Can anyone hazard a guess on how all this will improve my BER rating?


----------



## NoRegretsCoyote (6 Jan 2021)

Am very surprised you had as good as C3 with an open fireplace and single-glazed windows.

My experience (90s house):

Replacing all wooden-frame single-glazed windows with alu-clad double-glazed with a u-value of 1.38
Replacement of 20-year old boiler (not sure about efficiencies)
Replacing bulbs with LEDs
BER only went from a D2 to a D1.

Actual energy use seemed to fall a bit more than the BER improvement.


----------



## TheSnowman (6 Jan 2021)

Thanks for the feedback . I have just one single glazed window. I had an attic insulation job done but the C3 cert was taking just after that.


----------



## Leo (6 Jan 2021)

This guide might give you some improvement ideas.


----------



## TheSnowman (6 Jan 2021)

Hi Leo , thanks for that. Exactly what I was looking for


----------



## Cricketer (6 Jan 2021)

TheSnowman said:


> I have also had a porche built.


Wow. Does it go like a rocket?


----------



## rustbucket (14 Jan 2021)

There is quite a complex calculator the assessors use to arrive at a new BER rating. It is very difficult to say what improvements will increase your rating. Some may not increase it at all as the overall calculated figure may not improve that much.

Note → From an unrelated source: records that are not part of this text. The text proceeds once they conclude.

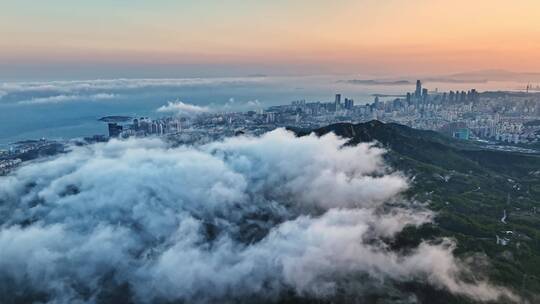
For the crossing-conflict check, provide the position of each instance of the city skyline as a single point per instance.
(64, 40)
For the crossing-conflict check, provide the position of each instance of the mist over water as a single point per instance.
(244, 219)
(66, 109)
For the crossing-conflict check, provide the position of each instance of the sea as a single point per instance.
(72, 108)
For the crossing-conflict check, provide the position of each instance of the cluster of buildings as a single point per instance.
(25, 151)
(506, 117)
(497, 117)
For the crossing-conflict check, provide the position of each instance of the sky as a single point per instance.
(65, 39)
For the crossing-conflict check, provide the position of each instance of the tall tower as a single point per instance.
(338, 102)
(418, 91)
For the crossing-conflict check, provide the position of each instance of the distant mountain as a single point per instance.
(470, 188)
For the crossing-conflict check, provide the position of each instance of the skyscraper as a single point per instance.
(418, 92)
(338, 102)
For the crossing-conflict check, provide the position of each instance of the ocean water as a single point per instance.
(69, 109)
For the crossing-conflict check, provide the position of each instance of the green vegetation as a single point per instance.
(470, 188)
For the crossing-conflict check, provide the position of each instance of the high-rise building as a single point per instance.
(349, 104)
(114, 130)
(338, 102)
(418, 91)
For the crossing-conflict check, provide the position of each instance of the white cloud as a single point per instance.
(118, 84)
(67, 98)
(246, 218)
(182, 109)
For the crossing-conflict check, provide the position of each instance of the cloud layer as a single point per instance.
(180, 108)
(243, 219)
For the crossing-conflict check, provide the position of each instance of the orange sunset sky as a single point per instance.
(278, 36)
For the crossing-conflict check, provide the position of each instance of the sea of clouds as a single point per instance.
(244, 219)
(54, 92)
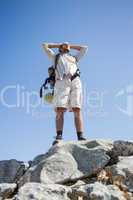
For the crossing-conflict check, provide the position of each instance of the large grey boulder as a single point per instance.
(120, 148)
(122, 172)
(11, 170)
(7, 189)
(97, 191)
(68, 161)
(38, 191)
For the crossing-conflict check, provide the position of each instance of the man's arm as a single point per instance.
(82, 50)
(48, 49)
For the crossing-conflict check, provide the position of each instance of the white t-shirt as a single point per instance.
(67, 63)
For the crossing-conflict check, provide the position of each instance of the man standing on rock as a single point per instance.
(68, 86)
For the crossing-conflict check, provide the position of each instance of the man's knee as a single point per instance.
(60, 109)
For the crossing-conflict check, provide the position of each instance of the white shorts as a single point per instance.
(67, 93)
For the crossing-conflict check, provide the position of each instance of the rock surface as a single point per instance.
(87, 170)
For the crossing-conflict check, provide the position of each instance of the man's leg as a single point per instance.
(78, 119)
(59, 123)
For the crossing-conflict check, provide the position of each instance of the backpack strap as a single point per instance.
(56, 60)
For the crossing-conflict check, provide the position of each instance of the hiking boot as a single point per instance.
(58, 138)
(80, 136)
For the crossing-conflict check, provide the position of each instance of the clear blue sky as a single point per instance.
(107, 70)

We have done significant work on our place since we bought it and had two assessments done.

external insulation, upgraded gas boiler and triple glazing got us from a D3 to a B3. Usual recommendations in report for improvement such as close in fireplace, build porch etc.

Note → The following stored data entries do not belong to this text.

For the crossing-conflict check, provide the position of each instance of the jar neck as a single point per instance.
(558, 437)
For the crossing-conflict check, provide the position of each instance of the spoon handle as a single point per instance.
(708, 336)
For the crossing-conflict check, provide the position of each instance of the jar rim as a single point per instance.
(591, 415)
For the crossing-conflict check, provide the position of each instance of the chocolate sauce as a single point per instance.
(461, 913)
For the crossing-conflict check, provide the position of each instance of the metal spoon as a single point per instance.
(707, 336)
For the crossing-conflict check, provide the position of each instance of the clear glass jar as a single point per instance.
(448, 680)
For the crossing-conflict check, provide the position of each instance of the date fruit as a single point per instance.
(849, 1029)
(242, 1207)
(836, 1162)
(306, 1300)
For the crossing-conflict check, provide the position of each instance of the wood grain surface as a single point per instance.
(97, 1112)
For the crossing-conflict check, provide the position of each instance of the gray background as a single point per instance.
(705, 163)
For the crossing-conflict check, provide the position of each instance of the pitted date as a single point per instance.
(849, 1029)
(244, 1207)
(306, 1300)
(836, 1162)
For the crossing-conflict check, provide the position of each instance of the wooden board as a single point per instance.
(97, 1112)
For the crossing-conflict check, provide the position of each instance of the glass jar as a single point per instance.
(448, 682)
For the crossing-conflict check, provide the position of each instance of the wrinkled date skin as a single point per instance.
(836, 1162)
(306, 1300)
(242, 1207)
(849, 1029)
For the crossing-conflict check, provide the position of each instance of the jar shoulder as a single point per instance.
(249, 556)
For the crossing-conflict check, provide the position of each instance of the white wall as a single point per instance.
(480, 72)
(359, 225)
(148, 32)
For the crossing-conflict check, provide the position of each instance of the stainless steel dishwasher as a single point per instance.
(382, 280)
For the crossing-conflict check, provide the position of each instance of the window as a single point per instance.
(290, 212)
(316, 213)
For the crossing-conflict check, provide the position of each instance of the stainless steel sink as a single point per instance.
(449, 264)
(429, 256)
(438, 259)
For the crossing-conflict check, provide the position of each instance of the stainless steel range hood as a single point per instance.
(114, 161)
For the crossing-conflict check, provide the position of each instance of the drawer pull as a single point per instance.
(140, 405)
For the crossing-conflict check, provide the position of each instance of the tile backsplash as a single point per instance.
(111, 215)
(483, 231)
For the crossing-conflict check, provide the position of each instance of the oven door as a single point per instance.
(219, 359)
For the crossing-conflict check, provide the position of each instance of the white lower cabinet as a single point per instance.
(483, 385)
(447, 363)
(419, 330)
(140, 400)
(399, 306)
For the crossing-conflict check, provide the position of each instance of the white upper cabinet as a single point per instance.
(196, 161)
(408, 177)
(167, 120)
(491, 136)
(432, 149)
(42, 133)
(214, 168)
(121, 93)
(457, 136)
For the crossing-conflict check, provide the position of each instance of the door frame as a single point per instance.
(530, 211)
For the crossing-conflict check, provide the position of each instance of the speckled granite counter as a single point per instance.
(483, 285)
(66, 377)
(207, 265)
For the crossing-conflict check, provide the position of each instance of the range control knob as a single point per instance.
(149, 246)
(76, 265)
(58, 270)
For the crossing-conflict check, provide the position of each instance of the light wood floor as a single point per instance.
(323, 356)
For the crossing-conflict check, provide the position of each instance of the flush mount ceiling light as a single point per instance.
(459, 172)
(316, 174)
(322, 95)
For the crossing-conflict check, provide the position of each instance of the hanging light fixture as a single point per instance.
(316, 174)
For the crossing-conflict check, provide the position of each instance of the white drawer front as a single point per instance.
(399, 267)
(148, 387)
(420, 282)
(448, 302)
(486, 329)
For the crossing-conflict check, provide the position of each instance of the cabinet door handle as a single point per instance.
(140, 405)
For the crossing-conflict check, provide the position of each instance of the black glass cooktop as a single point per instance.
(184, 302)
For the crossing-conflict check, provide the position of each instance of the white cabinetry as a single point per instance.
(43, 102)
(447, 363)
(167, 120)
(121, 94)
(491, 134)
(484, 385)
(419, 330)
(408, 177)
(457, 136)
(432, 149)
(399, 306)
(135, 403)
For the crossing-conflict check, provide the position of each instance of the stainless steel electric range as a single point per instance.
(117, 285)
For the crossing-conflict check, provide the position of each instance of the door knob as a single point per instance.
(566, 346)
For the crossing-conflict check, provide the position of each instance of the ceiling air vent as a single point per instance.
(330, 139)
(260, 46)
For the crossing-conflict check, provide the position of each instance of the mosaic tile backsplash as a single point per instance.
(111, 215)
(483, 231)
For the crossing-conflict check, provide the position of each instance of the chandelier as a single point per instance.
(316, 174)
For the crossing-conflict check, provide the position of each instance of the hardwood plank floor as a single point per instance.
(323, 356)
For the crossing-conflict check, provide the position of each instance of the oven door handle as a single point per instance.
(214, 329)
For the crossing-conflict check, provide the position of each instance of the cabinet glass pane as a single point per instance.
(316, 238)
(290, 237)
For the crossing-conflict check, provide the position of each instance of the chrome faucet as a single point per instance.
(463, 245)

Spray foam attic insulation and solar panel installation took us up only to a B2. This investment was significant but we only went up one rating.

you need to weigh up the costs associated with the remedies required. They may not always pay back the investment.


----------



## Alkers86 (15 Jan 2021)

You need to look at the actual values also in addition to the band. For e.g. our house is currently B2 but is 101.97kWh/m2/yr. The B2 band is >100 so we would very easily move into the B1 band. It could work the other way, where you've just scraped into the current band and would need a decent saving to move up one.


----------



## NoRegretsCoyote (15 Jan 2021)

Alkers86 said:


> You need to look at the actual values also in addition to the band. For e.g. our house is currently B2 but is 101.97kWh/m2/yr. The B2 band is >100 so we would very easily move into the B1 band. It could work the other way, where you've just scraped into the current band and would need a decent saving to move up one.

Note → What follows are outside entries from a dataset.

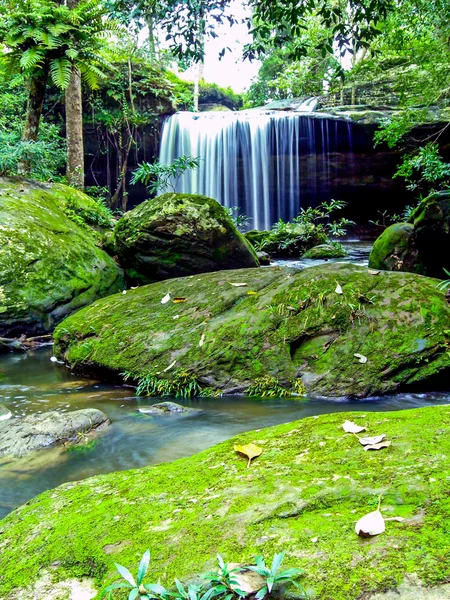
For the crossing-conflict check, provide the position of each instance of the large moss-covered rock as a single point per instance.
(396, 250)
(303, 495)
(420, 246)
(50, 264)
(231, 330)
(179, 234)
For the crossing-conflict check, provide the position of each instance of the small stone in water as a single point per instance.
(5, 413)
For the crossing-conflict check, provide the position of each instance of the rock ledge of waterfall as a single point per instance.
(303, 495)
(342, 329)
(20, 436)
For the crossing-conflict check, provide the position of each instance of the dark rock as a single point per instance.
(242, 328)
(50, 265)
(420, 246)
(333, 250)
(165, 408)
(180, 234)
(21, 436)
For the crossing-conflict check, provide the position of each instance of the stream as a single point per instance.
(32, 384)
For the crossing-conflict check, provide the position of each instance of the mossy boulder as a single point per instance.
(50, 264)
(396, 250)
(324, 251)
(231, 329)
(419, 246)
(303, 495)
(175, 235)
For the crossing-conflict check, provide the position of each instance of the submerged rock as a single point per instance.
(165, 408)
(20, 436)
(5, 413)
(179, 234)
(420, 246)
(303, 496)
(50, 265)
(256, 328)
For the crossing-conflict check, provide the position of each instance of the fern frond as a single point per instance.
(60, 72)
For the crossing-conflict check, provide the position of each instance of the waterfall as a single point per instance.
(268, 163)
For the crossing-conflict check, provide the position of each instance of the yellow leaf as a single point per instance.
(250, 451)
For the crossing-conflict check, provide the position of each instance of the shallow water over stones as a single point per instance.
(33, 384)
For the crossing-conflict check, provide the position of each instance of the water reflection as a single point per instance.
(33, 384)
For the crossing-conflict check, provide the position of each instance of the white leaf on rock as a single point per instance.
(379, 446)
(369, 441)
(350, 427)
(362, 358)
(371, 524)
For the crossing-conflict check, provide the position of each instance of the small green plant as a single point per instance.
(160, 178)
(241, 220)
(224, 582)
(267, 387)
(444, 285)
(138, 589)
(273, 576)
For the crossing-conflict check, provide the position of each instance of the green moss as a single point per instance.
(180, 234)
(303, 495)
(49, 266)
(279, 323)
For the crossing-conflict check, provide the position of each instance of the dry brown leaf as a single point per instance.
(371, 524)
(249, 450)
(379, 446)
(369, 441)
(350, 427)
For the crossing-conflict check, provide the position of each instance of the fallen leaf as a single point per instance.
(370, 524)
(249, 450)
(368, 441)
(379, 446)
(170, 366)
(362, 358)
(350, 427)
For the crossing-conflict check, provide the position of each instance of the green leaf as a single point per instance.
(126, 574)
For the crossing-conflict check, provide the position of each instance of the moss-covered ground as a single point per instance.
(303, 495)
(231, 328)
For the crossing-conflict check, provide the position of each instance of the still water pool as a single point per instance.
(32, 383)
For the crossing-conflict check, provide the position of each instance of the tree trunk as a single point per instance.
(74, 131)
(36, 93)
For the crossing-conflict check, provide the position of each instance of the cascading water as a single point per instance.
(268, 163)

This is true, even after some effort I am still 1 kWh/m2/yr away from moving from a D1 to a C3. The BER surveyor (to his credit) wouldn't budge on this.

In theory the actual consumption matters, but a potential buyer or renter will probably only look at the band.


----------



## TheSnowman (21 Jan 2021)

Cricketer said:


> Wow. Does it go like a rocket?



You must be thinking of a porsche , has an "s" sound and in it.


----------